I spent my summer reading a lot of pieces on CTE, the NFL lawsuits, and how the sport can survive and adapt to these horrible revelations. The unfortunate reality for fans is that it probably can’t. Better helmets can’t be invented: CTE results from your brain shaking in its skull canal like juice in a bottle. Eventually, others have speculated, parents are simply going to stop letting their kids play football, and the sport will become marginalized, as has happened with boxing.
I wouldn’t go so far as to say it is unethical to watch boxing. I choose to avoid the sport because I can’t cope with the knowledge that I’m watching two men literally beat each other’s brains out, but that doesn’t necessarily invalidate boxing or make it evil. After all, good boxers are paid enormous sums of money to do this, and are aware of the risks associated with their sport. They are adults and are capable of making these decisions, and professionals who know that there is a market for their talents.
But I can’t say the same about the thousands of unpaid athletes playing for colleges around the country, or the children playing in Pop Warner football leagues dreaming of one day going to the pros and collecting that big NFL paycheck.

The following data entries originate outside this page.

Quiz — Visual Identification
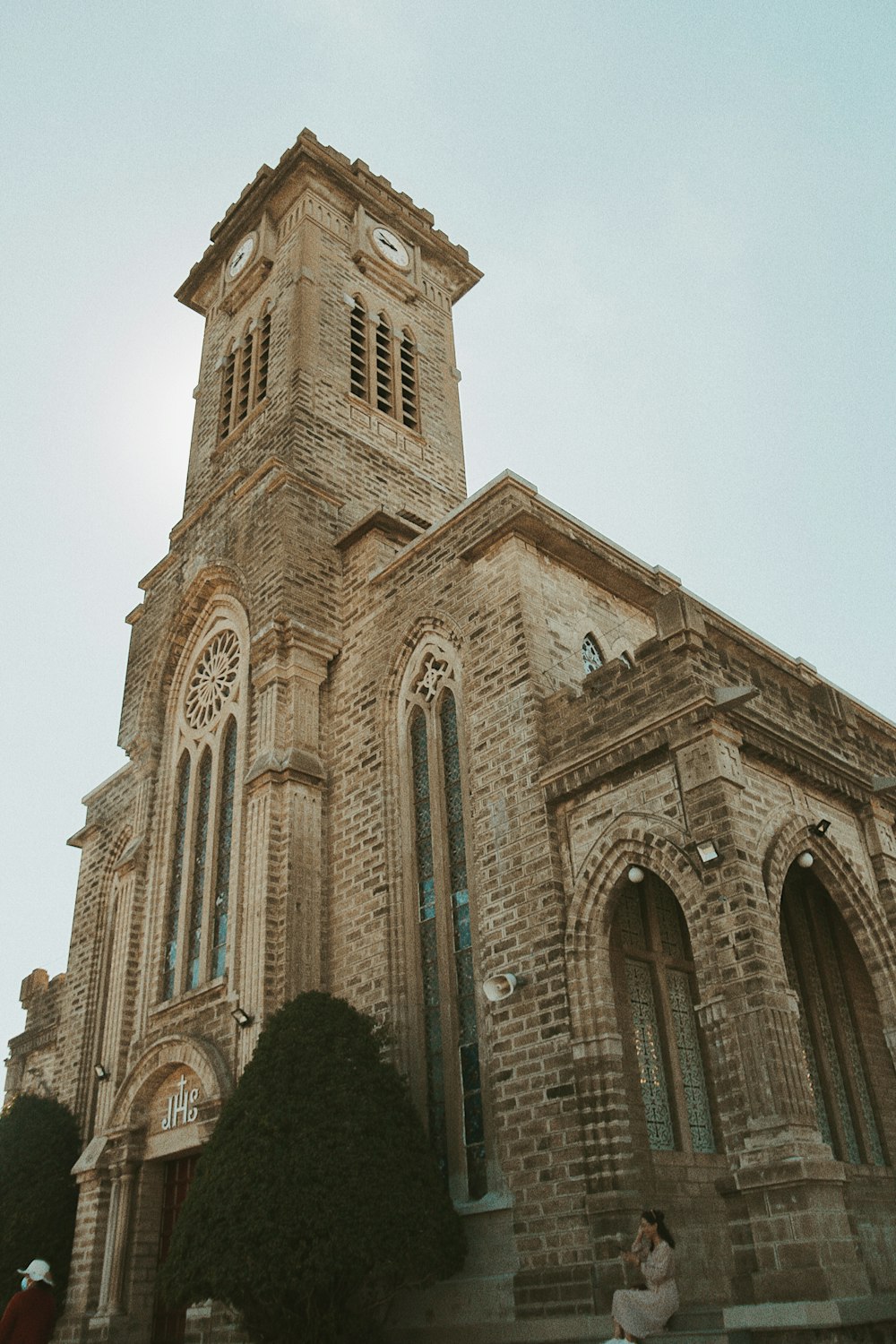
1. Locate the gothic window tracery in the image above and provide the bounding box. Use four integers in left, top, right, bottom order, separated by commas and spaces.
161, 625, 242, 1000
611, 873, 716, 1153
780, 870, 887, 1167
406, 650, 487, 1201
347, 302, 420, 433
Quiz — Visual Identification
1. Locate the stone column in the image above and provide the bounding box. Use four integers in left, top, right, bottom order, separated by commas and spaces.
235, 623, 336, 1067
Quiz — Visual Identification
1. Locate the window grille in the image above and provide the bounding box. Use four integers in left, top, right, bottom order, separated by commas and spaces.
399, 332, 419, 429
255, 309, 270, 405
161, 753, 189, 999
161, 626, 240, 999
349, 298, 366, 401
375, 314, 393, 416
780, 871, 887, 1167
409, 656, 487, 1201
613, 874, 716, 1153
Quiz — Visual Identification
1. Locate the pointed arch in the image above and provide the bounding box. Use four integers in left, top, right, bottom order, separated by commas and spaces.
396, 633, 489, 1202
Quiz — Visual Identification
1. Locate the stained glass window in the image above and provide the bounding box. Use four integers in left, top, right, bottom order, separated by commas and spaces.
780, 873, 887, 1167
211, 719, 237, 980
186, 752, 211, 989
409, 658, 487, 1199
439, 691, 487, 1199
161, 623, 242, 999
161, 753, 189, 999
626, 959, 676, 1150
613, 874, 716, 1153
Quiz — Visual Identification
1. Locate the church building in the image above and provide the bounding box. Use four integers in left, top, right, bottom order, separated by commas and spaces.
6, 131, 896, 1344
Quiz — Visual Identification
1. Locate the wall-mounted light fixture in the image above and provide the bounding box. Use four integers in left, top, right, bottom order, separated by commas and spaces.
482, 970, 520, 1004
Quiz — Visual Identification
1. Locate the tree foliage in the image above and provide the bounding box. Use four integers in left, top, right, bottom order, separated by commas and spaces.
0, 1096, 81, 1309
159, 994, 465, 1344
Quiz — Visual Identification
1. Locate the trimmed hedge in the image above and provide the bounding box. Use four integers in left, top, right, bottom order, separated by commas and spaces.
159, 994, 465, 1344
0, 1096, 81, 1311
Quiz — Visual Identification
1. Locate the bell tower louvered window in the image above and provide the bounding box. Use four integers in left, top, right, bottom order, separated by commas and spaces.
611, 873, 716, 1153
161, 626, 243, 999
409, 653, 487, 1201
218, 304, 271, 443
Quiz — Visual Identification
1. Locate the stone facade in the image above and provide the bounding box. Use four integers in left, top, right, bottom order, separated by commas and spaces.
6, 132, 896, 1341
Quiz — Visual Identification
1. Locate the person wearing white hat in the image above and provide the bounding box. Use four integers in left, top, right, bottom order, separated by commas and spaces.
0, 1260, 56, 1344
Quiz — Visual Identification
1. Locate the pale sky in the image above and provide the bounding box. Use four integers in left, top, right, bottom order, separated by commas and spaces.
0, 0, 896, 1064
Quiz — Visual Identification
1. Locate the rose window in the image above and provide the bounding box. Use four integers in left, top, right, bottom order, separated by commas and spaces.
184, 631, 239, 728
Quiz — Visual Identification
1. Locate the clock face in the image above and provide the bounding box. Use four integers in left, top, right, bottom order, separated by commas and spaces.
227, 234, 255, 280
371, 228, 411, 271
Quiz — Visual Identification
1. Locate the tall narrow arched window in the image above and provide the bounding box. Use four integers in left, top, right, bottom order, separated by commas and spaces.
611, 873, 716, 1153
407, 652, 487, 1201
161, 623, 243, 999
374, 314, 395, 416
218, 301, 274, 443
780, 867, 892, 1167
237, 327, 255, 425
348, 297, 369, 401
218, 349, 237, 440
582, 632, 603, 674
399, 331, 420, 429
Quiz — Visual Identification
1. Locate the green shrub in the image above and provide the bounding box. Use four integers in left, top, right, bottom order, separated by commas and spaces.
0, 1097, 81, 1311
159, 994, 465, 1344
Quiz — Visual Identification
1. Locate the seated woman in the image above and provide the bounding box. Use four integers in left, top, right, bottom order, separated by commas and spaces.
613, 1209, 678, 1344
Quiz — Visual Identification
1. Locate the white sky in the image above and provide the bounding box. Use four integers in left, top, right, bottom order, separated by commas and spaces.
0, 0, 896, 1064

These athletes, who are too young to weigh the complex factors which go into engaging in a dangerous sport, especially when they start playing in youth leagues, are not even paid for the efforts. Holding aside the increasingly popular argument that NCAA athletes are being taken advantage of by their schools and should be paid, I feel somewhat responsible for sitting on the other end of that equation, pumping money into the sport. Skeptics say that the NFL and the NCAA aren’t going anywhere because of the enormous revenues they generate. By paying to go to these games, am I exploiting these athletes?

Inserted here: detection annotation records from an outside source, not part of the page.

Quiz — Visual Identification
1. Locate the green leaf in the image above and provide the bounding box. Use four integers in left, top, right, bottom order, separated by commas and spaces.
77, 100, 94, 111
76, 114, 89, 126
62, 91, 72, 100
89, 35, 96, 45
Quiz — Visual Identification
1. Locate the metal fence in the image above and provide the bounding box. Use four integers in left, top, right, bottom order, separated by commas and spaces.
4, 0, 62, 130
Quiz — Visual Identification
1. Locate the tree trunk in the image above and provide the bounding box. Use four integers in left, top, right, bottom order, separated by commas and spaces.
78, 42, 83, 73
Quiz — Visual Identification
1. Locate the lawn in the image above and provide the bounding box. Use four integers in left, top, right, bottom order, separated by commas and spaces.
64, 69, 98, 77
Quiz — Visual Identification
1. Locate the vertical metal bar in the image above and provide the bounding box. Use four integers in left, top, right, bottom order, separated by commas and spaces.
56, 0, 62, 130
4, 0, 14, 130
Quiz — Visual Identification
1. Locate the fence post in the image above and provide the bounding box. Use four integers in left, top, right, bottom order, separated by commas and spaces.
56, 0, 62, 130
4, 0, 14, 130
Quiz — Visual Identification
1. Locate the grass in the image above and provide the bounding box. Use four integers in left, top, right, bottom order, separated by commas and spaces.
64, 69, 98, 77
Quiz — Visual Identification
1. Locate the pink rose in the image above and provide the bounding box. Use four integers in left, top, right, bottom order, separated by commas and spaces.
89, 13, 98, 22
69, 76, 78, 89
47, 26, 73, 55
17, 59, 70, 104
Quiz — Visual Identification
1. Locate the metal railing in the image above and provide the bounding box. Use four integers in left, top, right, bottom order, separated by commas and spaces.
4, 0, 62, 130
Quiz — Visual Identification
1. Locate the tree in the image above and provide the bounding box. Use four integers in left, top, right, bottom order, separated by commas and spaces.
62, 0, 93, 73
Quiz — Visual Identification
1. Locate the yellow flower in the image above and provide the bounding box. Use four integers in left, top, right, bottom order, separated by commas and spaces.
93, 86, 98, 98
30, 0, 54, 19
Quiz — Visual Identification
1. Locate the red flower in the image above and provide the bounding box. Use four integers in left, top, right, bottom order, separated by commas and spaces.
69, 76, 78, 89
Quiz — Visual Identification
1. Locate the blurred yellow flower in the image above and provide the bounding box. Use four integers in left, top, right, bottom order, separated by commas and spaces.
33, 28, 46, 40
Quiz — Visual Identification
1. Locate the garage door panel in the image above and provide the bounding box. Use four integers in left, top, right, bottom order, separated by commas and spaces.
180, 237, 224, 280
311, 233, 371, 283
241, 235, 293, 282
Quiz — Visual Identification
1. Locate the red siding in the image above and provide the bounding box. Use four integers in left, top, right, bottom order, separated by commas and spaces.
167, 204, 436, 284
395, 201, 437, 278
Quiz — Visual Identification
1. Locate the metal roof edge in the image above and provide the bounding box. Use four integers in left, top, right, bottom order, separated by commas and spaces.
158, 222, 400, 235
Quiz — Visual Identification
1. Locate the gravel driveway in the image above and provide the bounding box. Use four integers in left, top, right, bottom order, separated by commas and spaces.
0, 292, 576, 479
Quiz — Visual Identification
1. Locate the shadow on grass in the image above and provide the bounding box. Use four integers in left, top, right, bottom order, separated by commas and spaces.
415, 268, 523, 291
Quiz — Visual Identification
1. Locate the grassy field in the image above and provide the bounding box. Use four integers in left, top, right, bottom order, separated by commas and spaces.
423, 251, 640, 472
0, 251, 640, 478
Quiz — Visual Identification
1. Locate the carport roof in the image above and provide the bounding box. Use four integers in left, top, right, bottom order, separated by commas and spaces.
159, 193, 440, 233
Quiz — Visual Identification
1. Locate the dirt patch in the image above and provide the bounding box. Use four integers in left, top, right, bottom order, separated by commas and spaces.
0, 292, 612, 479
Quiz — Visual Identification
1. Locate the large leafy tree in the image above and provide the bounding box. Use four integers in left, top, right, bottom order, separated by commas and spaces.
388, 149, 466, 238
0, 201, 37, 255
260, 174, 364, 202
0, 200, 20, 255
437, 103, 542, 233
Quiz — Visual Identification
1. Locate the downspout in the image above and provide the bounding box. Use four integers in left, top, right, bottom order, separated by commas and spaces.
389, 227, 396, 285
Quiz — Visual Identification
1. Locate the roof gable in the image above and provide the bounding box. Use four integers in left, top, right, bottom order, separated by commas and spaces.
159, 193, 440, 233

During the past two Saturdays, these thoughts have been on my mind as I stood in the crowd of Alumni Stadium with my friends, watching my beloved Eagles play. I shuddered each time I saw a big hit, and, despite my efforts not to, I mentally tried to calculate how many Gs of force each hit may have sent to an individual’s brain. I sometimes take this further, and try to imagine if this player will ever even play in the NFL and finally be compensated for the risk he is taking. Most of the players on the field will not. What happens to them if they have long-term brain damage?
These thoughts are ruining football for me, and I have been wrestling with the ethics of even attending games. I have four football Saturdays left at BC, and, tempted by the fun of tailgates, the ability to be with my friends in the stands, and the great displays of school spirit which come with watching my team succeed on the field, I honestly don’t think I can stop going to games. I’ve tried telling myself that I’ve already paid for the tickets, but that isn’t a very convincing argument.

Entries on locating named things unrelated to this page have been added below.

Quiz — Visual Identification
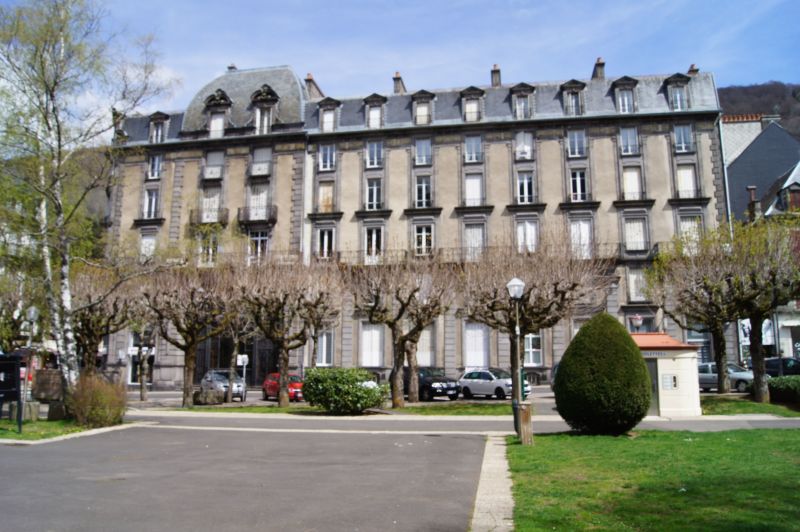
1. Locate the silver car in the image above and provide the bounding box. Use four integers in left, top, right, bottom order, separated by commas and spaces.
458, 368, 531, 399
200, 368, 247, 402
697, 362, 753, 392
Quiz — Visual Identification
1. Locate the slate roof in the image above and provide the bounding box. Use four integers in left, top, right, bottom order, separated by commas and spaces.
305, 73, 719, 133
728, 122, 800, 221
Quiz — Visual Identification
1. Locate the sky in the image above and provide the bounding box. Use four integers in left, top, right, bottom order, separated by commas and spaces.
94, 0, 800, 112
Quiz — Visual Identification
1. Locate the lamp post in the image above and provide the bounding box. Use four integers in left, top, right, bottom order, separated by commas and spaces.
506, 277, 525, 435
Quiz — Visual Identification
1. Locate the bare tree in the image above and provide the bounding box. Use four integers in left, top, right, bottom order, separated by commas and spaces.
345, 256, 457, 408
460, 225, 612, 422
143, 266, 225, 407
646, 231, 738, 393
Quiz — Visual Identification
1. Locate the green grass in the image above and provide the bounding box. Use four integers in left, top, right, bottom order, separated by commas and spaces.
700, 395, 800, 417
0, 419, 86, 441
508, 429, 800, 532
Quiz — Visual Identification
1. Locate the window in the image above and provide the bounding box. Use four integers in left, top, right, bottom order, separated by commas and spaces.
367, 105, 381, 129
569, 218, 592, 259
255, 107, 272, 135
414, 224, 433, 256
364, 177, 383, 211
317, 331, 333, 366
464, 136, 483, 163
414, 102, 431, 126
622, 166, 644, 201
247, 231, 269, 264
517, 220, 539, 253
464, 174, 483, 207
567, 129, 586, 157
625, 218, 648, 252
414, 175, 433, 209
364, 227, 383, 264
677, 164, 698, 198
464, 223, 485, 261
203, 151, 225, 179
517, 172, 536, 205
617, 89, 633, 113
150, 122, 164, 144
147, 153, 164, 179
321, 109, 336, 133
464, 321, 489, 368
139, 233, 156, 258
317, 227, 335, 259
628, 268, 647, 303
414, 139, 432, 166
417, 325, 436, 368
367, 140, 383, 168
675, 126, 694, 153
619, 127, 639, 155
514, 94, 530, 120
208, 113, 225, 139
464, 99, 481, 122
570, 170, 589, 201
317, 181, 334, 212
514, 131, 533, 161
669, 86, 689, 111
361, 322, 383, 368
319, 144, 336, 171
522, 332, 543, 366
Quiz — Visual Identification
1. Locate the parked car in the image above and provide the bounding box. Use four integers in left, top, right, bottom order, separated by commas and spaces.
261, 373, 303, 401
458, 368, 531, 399
697, 362, 753, 392
403, 367, 459, 401
200, 368, 247, 402
764, 357, 800, 377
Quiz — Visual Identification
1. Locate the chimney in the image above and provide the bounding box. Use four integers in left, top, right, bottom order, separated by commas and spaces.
592, 57, 606, 79
306, 72, 325, 100
492, 65, 500, 87
745, 185, 761, 222
392, 72, 406, 94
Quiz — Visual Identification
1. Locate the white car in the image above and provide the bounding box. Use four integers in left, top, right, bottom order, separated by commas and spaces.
458, 368, 531, 399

I don’t know how much longer I will choose to attend games, but, at the very least, I will go with a knowledge that doing so might be unethical. I don’t want to exploit anyone, or provide a forum for others to be exploited, but the negatives associated with abandoning football culture are too strong to win me over right now. I’m only human. But the case against football and the NCAA is growing every day, and if the organization collapses, I won’t be singing its eulogy.